I held on to the markers, knowing I needed to clean them before giving them back. But watching them made me forget where we were, what a fight we were still waging, for Cynthia’s health, with her real father, and with the hospital over Darion’s job.
For a moment, we were just people having a good time.
This was quite possibly the happiest I had ever been.
***
Chapter Forty Six: Dr. Darion
My father had been trying to reach me for three days, but I didn’t care. I called my lawyer to ask if my guardianship of Cynthia was in danger.
“Not right away,” the woman said. “That paternity test would hold up in a preliminary hearing.

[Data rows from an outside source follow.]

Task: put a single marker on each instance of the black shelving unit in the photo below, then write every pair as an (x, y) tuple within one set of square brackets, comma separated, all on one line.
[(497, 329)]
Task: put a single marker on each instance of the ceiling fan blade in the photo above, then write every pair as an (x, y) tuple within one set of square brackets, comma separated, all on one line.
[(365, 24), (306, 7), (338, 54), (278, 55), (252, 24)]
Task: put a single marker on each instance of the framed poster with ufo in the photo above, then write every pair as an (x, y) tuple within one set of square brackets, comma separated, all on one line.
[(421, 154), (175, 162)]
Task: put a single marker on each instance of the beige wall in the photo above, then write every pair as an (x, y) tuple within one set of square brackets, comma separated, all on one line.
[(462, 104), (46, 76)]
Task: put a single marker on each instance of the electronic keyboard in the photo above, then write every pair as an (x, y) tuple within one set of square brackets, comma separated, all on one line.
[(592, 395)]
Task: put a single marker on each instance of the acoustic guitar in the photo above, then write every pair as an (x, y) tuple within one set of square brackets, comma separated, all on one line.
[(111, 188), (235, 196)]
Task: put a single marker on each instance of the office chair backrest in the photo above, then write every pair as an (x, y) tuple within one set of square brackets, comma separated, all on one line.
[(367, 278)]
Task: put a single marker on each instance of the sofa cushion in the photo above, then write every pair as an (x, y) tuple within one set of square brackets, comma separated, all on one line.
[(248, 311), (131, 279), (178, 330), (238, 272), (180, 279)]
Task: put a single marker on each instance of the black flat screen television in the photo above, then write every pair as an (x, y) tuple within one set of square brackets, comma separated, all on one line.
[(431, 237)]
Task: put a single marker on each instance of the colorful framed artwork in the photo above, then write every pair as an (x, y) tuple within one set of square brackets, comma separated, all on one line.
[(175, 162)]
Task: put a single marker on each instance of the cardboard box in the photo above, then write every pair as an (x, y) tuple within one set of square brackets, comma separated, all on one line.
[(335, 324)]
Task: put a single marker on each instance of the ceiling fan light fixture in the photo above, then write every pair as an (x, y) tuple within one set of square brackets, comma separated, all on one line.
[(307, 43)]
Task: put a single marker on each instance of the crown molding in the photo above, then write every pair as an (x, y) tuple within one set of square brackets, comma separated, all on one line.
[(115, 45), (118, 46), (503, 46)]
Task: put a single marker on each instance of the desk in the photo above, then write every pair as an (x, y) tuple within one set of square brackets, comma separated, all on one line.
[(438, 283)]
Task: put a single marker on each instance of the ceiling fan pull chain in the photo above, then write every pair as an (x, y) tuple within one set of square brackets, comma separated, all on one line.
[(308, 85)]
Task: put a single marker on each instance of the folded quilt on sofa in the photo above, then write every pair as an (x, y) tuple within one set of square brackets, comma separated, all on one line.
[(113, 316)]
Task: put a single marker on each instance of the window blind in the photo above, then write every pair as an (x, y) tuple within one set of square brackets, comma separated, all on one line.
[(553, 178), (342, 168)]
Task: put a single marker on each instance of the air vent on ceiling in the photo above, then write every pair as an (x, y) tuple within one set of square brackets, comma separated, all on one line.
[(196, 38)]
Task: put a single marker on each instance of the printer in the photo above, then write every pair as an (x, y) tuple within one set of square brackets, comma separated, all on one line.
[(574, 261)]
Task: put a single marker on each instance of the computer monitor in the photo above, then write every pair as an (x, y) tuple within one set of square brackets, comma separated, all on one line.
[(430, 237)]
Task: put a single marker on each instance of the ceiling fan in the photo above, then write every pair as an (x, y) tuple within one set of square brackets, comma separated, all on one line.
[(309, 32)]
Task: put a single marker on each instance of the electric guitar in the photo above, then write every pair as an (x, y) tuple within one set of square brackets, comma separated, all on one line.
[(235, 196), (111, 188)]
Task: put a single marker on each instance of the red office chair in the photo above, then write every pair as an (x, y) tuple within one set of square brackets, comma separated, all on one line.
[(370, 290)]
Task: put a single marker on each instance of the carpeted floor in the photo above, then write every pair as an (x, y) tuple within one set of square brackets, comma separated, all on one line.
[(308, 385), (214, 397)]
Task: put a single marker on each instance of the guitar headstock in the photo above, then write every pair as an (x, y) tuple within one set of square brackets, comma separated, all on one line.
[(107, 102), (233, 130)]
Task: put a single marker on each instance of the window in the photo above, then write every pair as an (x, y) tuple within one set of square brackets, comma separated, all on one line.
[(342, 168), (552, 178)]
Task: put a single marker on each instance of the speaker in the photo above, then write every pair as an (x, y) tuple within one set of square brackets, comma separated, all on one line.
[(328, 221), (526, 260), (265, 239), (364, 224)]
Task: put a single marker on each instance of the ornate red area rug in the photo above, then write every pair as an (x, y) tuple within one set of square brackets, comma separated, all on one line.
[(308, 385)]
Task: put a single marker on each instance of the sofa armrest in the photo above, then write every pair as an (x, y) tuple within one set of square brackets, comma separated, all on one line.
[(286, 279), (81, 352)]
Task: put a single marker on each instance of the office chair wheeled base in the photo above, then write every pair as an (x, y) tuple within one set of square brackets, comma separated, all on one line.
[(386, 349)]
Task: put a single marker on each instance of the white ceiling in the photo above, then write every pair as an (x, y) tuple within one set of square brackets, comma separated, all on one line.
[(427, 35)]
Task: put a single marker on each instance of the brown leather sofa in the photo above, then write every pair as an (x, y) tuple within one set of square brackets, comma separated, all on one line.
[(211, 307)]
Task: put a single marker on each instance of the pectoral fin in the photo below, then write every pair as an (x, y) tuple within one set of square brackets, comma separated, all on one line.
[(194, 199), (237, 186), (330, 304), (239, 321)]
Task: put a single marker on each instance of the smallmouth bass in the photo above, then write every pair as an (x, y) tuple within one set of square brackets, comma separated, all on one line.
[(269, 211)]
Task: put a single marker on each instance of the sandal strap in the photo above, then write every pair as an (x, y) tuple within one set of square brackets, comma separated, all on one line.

If he wants to bring in medical experts to discount the paternity test, that would be a bigger deal.”
“But he could do it.”
“Yes. We could delay him. Throw up blocks. Get time. We’d want to establish abandonment. But still. If he can prove paternity, you will lose. No judge denies parental rights without due cause. Work with him, Darion. Keep this out of court.”
“But I can’t let him take her.”
“Give an inch so you can keep the mile. Don’t force his hand.”
I hung up the phone, disgusted. All this was happening because of me. If I hadn’t changed the records, gotten on Duffrey’s radar. If Cynthia wasn’t so sick. If we hadn’t had to use my stem cells and established my match.
I flung the folder across my bedroom. I would not lose her. I would not let him mess her up. He was not to be trusted with another tender heart. His career always came first. Next time it could be anywhere — Switzerland, New York. If he had her back, he could take her far away from me.
My doorbell rang. What now? Tina was working. Nurse Angela had never been here. Nobody even knew where I lived.
I flung open the door, prepared to buy off some kid selling cookies.